Sayyy whatttt?: Researchers analyze strange human tweets to build better AI

Twitter is a weird place with a language all its own. A new study focuses on using the tweets, chock-full of misspellings and slang, to improve artificial intelligence.

Human language includes so many intricacies. The emphasis of an individual syllable, the peculiar lilt of a given word, the tone; all of these things provide unique clues to the intended meaning of a sentence and, at times, even the mood of the speaker. The plot thickens and the risk of indeterminacy only increases with written languages, sans the sights and sounds of verbal communication. A new study analyzed a regular treasure trove of written language a la Tweets to give artificial intelligence (AI) better insights into mankind’s mysterious linguistic ways.
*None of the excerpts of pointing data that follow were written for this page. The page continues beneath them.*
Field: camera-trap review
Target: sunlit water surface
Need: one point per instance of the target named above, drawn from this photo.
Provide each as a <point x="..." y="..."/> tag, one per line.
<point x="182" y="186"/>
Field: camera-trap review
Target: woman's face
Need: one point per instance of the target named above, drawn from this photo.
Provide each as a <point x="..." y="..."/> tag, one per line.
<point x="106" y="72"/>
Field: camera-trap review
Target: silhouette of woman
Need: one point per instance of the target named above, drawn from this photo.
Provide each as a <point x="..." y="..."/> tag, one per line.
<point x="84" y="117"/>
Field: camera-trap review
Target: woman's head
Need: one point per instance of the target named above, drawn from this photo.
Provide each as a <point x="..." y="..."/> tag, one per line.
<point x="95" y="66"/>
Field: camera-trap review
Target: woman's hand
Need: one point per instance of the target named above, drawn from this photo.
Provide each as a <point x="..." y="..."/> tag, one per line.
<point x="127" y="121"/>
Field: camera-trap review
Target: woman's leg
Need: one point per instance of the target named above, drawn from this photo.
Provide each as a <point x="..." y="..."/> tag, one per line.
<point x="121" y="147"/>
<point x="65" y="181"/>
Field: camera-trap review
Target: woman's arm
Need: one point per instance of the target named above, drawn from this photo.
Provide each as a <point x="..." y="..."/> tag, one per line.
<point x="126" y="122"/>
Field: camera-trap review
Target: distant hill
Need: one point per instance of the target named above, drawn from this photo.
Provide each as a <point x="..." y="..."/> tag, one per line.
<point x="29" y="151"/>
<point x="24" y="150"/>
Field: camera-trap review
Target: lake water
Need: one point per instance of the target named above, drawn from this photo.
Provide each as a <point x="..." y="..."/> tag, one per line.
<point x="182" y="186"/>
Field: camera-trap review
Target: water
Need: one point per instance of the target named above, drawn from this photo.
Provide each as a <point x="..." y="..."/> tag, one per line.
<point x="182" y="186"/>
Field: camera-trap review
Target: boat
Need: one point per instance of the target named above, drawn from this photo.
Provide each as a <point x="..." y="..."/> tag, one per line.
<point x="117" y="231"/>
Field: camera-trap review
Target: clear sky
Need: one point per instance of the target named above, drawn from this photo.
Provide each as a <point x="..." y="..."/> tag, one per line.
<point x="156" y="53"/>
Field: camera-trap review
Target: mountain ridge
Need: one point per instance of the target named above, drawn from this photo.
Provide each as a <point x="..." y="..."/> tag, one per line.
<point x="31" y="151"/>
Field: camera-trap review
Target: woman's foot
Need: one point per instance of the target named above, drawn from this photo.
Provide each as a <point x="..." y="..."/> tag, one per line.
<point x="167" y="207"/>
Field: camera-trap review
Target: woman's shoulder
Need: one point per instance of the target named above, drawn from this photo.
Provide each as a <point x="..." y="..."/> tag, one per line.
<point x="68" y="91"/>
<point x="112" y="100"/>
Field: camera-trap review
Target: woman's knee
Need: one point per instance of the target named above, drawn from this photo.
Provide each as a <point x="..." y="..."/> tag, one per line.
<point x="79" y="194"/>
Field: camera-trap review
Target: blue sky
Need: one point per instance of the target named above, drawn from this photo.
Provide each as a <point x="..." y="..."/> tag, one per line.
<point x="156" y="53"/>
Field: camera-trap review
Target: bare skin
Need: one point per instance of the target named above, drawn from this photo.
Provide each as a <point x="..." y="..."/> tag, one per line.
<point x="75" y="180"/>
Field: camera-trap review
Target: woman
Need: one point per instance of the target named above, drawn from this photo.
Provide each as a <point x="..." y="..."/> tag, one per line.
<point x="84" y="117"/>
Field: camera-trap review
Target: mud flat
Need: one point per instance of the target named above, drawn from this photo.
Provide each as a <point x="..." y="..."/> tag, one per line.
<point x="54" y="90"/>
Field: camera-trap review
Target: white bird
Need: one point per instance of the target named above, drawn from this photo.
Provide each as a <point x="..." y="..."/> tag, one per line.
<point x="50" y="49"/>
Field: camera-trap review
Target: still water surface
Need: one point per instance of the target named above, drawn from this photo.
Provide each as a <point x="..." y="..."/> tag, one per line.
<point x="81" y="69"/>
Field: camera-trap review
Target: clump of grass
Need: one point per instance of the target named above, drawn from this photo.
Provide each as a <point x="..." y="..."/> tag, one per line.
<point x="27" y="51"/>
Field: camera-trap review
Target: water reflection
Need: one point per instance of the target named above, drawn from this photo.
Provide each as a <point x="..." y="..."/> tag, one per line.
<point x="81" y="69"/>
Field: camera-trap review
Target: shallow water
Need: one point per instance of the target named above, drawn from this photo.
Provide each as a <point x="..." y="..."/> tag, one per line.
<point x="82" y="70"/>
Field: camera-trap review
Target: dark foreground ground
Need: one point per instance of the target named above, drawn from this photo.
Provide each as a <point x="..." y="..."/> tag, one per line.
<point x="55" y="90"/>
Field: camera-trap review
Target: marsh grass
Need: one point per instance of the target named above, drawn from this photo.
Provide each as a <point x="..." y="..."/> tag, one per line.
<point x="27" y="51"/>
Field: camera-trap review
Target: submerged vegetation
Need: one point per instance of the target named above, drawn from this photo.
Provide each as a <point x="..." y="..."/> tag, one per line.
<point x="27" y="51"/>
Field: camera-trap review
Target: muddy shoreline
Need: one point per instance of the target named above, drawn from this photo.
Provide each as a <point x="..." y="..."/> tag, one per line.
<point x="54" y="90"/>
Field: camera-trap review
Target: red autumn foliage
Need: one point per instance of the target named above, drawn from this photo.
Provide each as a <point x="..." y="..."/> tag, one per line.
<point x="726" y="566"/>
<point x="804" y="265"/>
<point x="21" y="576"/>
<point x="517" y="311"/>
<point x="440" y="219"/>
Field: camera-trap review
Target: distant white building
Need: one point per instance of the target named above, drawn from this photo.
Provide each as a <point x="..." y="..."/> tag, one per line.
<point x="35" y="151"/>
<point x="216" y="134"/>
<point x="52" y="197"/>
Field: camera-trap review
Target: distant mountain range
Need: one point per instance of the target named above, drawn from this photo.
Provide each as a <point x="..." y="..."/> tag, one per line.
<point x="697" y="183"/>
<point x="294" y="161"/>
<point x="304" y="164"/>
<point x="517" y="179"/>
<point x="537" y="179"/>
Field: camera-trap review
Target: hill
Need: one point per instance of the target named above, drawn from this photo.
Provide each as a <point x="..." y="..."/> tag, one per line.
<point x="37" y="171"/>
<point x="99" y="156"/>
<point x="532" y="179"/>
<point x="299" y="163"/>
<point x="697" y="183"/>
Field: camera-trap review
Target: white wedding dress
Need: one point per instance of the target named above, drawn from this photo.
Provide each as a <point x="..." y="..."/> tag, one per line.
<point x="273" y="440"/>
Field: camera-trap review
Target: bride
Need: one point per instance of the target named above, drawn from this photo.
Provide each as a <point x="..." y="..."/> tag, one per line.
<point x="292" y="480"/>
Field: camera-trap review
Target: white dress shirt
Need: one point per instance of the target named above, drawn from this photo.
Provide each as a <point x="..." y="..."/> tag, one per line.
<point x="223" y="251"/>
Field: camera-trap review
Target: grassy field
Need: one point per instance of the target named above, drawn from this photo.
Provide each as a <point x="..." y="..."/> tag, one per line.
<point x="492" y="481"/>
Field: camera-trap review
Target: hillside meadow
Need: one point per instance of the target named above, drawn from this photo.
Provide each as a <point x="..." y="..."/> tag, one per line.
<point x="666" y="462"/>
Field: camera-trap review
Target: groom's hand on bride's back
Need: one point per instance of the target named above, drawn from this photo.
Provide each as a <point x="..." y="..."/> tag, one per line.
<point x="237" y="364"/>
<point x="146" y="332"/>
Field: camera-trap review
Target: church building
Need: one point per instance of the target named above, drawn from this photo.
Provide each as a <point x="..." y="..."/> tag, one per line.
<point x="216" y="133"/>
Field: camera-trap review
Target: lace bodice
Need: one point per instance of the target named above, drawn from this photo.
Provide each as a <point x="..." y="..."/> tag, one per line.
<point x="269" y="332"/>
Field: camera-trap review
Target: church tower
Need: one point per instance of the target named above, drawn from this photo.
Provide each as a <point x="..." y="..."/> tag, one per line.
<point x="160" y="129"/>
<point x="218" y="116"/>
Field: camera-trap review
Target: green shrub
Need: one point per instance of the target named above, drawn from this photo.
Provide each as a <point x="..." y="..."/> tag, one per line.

The study titled, “Hahahahaha, Duuuuude, Yeeessss!: A two-parameter characterization of stretchable words and the dynamics of mistypings and misspellings,” was published in PLOS One earlier this week.

More about artificial intelligence

Balance and stretched language

Overall, the researchers analyzed about one billion tweets sent out within an eight-year span. Within this mixed bag o’ tweets, the team specifically looked at the overall balance and stretchiness of the language. What does that mean? “Heyyy” is a commonly stretched word with little balance, whereas “hahahaha” exists as a stretched word with a balance to the overall stretchiness. This stretch and balance adds intrinsic meaning and sentiment to the typed language.

“Written communication has recently begun encoding new forms of expression, including the emotional emphasis delivered by stretching words out,” said Chris Danforth, professor of Mathematics & Statistics in the Vermont Complex Systems Center and member of the research team behind the study.

SEE: Managing AI and ML in the enterprise 2020: Tech leaders increase project development and implementation (TechRepublic Premium)

Tweaking the training

To compensate for the lack of accompanying cues in written language, humans use all of the available artillery in our limited keyboards. We incorporate ALL CAPS to add volume to the muted words. We pretend to keyboard smash to illustrate frustration sending out a potpourri of nonsense into the digital void. We do… other things.

“With so much communication happening electronically these days, we’re all trying to find ways to convey emotion through text. Emojis are helping, but the visual effect of 30 consecutive vowels in a curse word turns a bland profanity into a form of art,” Danforth said.

Current AI systems are often trained on the unsullied language reserved for textbooks and evening news bulletins. A peek behind the unpolished curtain, so to speak, at the verbiage of social media, is doubly befogging for a machine learning system still green to human language. Tweets represent “non-fictional data” and provide a look into the unkempt underbelly of human linguistics.

“Many machine learning tools in Natural Language Processing are based on niche corpora like online movie reviews or news articles. You won’t find “ahhhhgggggggg!!!!” in the Wall Street Journal. AI trained on more realistic expression has a better shot at understanding intent,” Danforth said.

SEE: Building the bionic brain (free PDF) (TechRepublic)

Building smarter algorithms

A simple scroll through someone’s messages or Twitter quickly illustrates that the standard language of text and tweet varies considerably from, say, the front page of a newspaper. Increasing AI familiarity with our standard communication and a more comprehensive take on intent is key to assisting in a host of applications moving forward.

“Dictation software, suggested completions, and autocorrect all rely on smart algorithms capable of predicting what characters to print next. They are generally quite bad, language is hard, but a proper taxonomy of realistic emotional expression will help,” Danforth said.

Perhaps as AI gains a better understanding of our communication habits this will spawn its own linguistic response, throwing an indeterminate wrench into the proverbial gears of machine learning.